02 Run create-key command (OSX/Linux/UNIX) using the file name of the policy document created at the previous step (i.e. secrets-cmk-iam-policy.json) as command parameter to create the new Amazon KMS CMK:

aws kms create-key
	--region us-east-1
	--description 'Customer-managed CMK for AWS Secrets Manager secrets'
	--policy file://secrets-cmk-iam-policy.json

03 The command output should return the new KMS CMK metadata.
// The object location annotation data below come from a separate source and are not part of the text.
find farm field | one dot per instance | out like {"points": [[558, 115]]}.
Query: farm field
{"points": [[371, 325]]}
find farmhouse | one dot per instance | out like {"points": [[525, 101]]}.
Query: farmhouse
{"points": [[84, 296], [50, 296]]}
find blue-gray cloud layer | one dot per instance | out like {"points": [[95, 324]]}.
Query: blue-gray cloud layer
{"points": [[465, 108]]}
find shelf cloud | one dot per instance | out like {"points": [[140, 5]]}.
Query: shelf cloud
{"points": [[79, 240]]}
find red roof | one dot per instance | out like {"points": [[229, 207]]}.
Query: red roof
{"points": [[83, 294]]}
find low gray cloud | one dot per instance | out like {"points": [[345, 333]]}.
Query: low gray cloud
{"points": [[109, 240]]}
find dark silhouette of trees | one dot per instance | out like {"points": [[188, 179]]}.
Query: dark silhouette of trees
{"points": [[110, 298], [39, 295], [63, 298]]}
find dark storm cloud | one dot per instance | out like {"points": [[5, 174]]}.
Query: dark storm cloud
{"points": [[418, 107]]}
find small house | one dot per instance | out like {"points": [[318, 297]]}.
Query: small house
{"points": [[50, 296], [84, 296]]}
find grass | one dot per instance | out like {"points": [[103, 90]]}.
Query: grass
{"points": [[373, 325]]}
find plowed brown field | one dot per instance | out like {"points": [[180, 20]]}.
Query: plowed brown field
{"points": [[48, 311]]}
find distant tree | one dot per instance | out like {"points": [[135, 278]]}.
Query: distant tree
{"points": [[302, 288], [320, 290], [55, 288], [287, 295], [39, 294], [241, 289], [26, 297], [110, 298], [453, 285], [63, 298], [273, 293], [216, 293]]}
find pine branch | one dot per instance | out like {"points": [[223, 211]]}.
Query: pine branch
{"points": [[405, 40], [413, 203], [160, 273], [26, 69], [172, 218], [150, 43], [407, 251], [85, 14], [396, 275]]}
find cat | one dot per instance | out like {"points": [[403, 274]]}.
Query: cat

Copy the CMK Amazon Resource Name (Arn parameter value – highlighted) as this ID will be required later when you have to specify the key required for AWS Secrets Manager data encryption:

{
    "KeyMetadata": {
        "Origin": "AWS_KMS",
        "KeyId": "abcd1234-1234-abcd-1234-abcd1234abcd",
        "Description": "Customer-managed CMK for AWS Secrets Manager secrets",
        "Enabled": true,
        "KeyUsage": "ENCRYPT_DECRYPT",
        "KeyState": "Enabled",
        "CreationDate": 1517238743.120,
        "Arn": "arn:aws:kms:us-east-1:123456789012:key/12345678-abcd-1234-abcd-12345678abcd",
        "AWSAccountId": "123456789012"
    }
}

04 Run create-alias command (OSX/Linux/UNIX) using the key ARN returned at the previous step to attach an alias to the new CMK. The alias must start with the prefix "alias/" (the command does not produce an output):

aws kms create-alias
	--region us-east-1
	--alias-name alias/secrets-manager-data-cmk
	--target-key-id arn:aws:kms:us-east-1:123456789012:key/12345678-abcd-1234-abcd-12345678abcd

05 Run update-secret command (OSX/Linux/UNIX) using the name of the Amazon Secrets Manager secret that you want to reconfigure as identifier (see Audit section part II to identify the right resource) and the ARN of the KMS Customer Master Key (CMK) created earlier as parameter, to update the configuration of the selected secret with the specified KMS key:

aws secretsmanager update-secret
	--region us-east-1
	--secret-id cc-prod-db-credentials
	--kms-key-id arn:aws:kms:us-east-1:123456789012:key/12345678-abcd-1234-abcd-12345678abcd

06 The command output should return the reconfigured AWS Secrets Manager secret metadata:

{
    "Name": "cc-prod-db-credentials",
    "ARN": "arn:aws:secretsmanager:us-east-1:123456789012:secret:cc-prod-db-credentials-ABC123"
}

07 Repeat steps no. 5 and 6 for each Amazon Secrets Manager secret that you want to encrypt using your custom KMS CMK, available in the selected AWS region.

08 Change the AWS region by updating the --region command parameter value and repeat the entire remediation/resolution process for other regions.